Agustín Battipiedi

Personal information
- Full name: Agustín Emilio Battipiedi
- Date of birth: 1 September 1989 (age 35)
- Place of birth: Capital Federal, Argentina
- Height: 1.85 m (6 ft 1 in)
- Position(s): Midfielder

Team information
- Current team: Colegiales

Senior career*
- Years: Team / Apps / (Gls)
- 2008–2010: Comunicaciones / 50 / (3)
- 2010–2011: Brighton & Hove Albion / 18 / (0)
- 2011–2012: Dover Athletic / 11 / (1)
- 2012–2013: Brighton & Hove Albion / 0 / (0)
- 2013: Salisbury City
- 2014: Sariñena
- 2014: San Lorenzo / 16 / (0)
- 2014–2015: Imperia / 20 / (5)
- 2016: Fénix / 10 / (0)
- 2016–2017: Imperia / 20 / (6)
- 2018-2019: Marsala / 12 / (1)
- 2018–2019: Alassio FC / 11 / (2)
- 2020–2021: JJ Urquiza / 1 / (0)
- 2021-2022: Los Andes / 15 / (0)
- 2022: Colegiales

= Agustín Battipiedi =

Argentine-Italian footballer

Agustín Battipiedi (born 1 September 1989) is an Argentine Italian professional footballer who plays for Colegiales.

Battipiedi can play as a midfielder and as a centre back. He was awarded twice as best young player in Argentina and has formerly played for English side Brighton & Hove Albion. He is now playing for Los Andes, Primera B Metropolitana team in Argentina.

==Career==
His football career started in February 2008, after graduating from school. He joined Argentinian Primera B Metropolitana team, Club Comunicaciones. Making his professional debut in November 2008, at the age of 19, against Deportivo Español. Soon after he signed his first professional contract until June 2010. During his time there, he played 50 games scoring 3 goals. He was named Premio Revelación en fútbol de Ascenso by Argentine newspaper, Clarín, in 2010.

At the age of 20 Agustin was scouted and joined Brighton & Hove Albion after impressing Gus Poyet on a trip to Argentina.
On 28 June 2010, Battipiedi along with fellow Argentinean Cristian Baz, signed one-year contracts with Brighton & Hove Albion after departing Argentine Third Division side Comunicaciones.
He became part of a winning team that gained promotion from League One as champions, to The Championship.

For the season 2011-2012 he joined conference south side Dover Athletic, managed by Nicky Forster.

Battipiedi re-signed with Brighton & Hove Albion during the 2012–2013 season. In December 2013, he joined Conference Premier side Salisbury City on a non-contract basis.

After his time in England, he went to Spain to join Segunda B team, Sariñena, for the 2013–2014 season.

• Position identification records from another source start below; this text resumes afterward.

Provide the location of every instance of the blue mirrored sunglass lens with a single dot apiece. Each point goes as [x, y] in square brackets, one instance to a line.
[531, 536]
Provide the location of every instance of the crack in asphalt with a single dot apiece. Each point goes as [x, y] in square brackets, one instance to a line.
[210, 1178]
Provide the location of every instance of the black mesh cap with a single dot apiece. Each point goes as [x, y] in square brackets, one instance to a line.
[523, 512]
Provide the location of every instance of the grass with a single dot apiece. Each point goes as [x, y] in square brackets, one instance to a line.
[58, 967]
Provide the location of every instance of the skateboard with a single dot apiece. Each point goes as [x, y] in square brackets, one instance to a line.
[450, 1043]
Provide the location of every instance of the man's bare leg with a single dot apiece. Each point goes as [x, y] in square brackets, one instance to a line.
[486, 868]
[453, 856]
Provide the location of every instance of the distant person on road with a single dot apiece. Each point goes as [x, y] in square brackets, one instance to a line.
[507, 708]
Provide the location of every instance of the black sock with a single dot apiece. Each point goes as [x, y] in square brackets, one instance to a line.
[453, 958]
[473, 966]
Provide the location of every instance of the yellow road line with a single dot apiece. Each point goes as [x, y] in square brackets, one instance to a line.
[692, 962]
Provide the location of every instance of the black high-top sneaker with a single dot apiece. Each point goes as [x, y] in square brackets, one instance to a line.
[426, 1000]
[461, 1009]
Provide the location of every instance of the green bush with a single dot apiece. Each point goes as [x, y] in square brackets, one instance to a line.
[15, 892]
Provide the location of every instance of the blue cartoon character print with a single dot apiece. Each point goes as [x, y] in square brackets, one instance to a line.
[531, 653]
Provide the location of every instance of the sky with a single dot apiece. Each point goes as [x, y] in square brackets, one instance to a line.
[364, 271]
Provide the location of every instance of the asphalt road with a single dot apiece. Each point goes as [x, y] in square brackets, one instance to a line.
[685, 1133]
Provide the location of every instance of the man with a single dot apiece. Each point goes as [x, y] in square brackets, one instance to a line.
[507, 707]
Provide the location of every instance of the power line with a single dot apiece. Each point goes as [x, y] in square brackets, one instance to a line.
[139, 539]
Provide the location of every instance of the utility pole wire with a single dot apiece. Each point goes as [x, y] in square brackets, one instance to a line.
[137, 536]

In March 2014, Agustin signed a one-year contract with Sportivo San Lorenzo, Paraguayan Second Division. Finishing in the second position, getting promoted to the top league.

Straight away, he was contracted by Imperia, a Football Conference National team in Italy, till June 2015, making a huge impact scoring 5 goals.

Soon after he joined Argentinian League One team, CA Fenix, until June 2016.

For the 2016–2017 season, he rejoined Italian team, Imperia, scoring 6 goals.

For the season 2018–2019, S.C. Marsala 1912 puts its eyes on him, and contracted Agustín. However, Alassio F.C. made a great move and got the player to join the club during the winter market till the end of the season.

In 2020, he went back to Argentina where he joined Asociación Social y Deportiva Justo José de Urquiza for a year and a half.

Battipiedi is now playing for Los Andes, Primera B Metropolitana team in Argentina.

In January 2022 Battipiedi signed for Colegiales, Primera B Metropolitana team in Argentina.

===Awards===
Individual and Team Honours
- 2014 Promoted to the Paraguayan top league, with Sportivo San Lorenzo.
- Football League One: 2010–11 with Brighton & Hove Albion
- 2010 Best Young Player Award – DIARIO CLARIN – Argentina
- 2008 Best Youth Player Award – Argentinian Football Association AFA.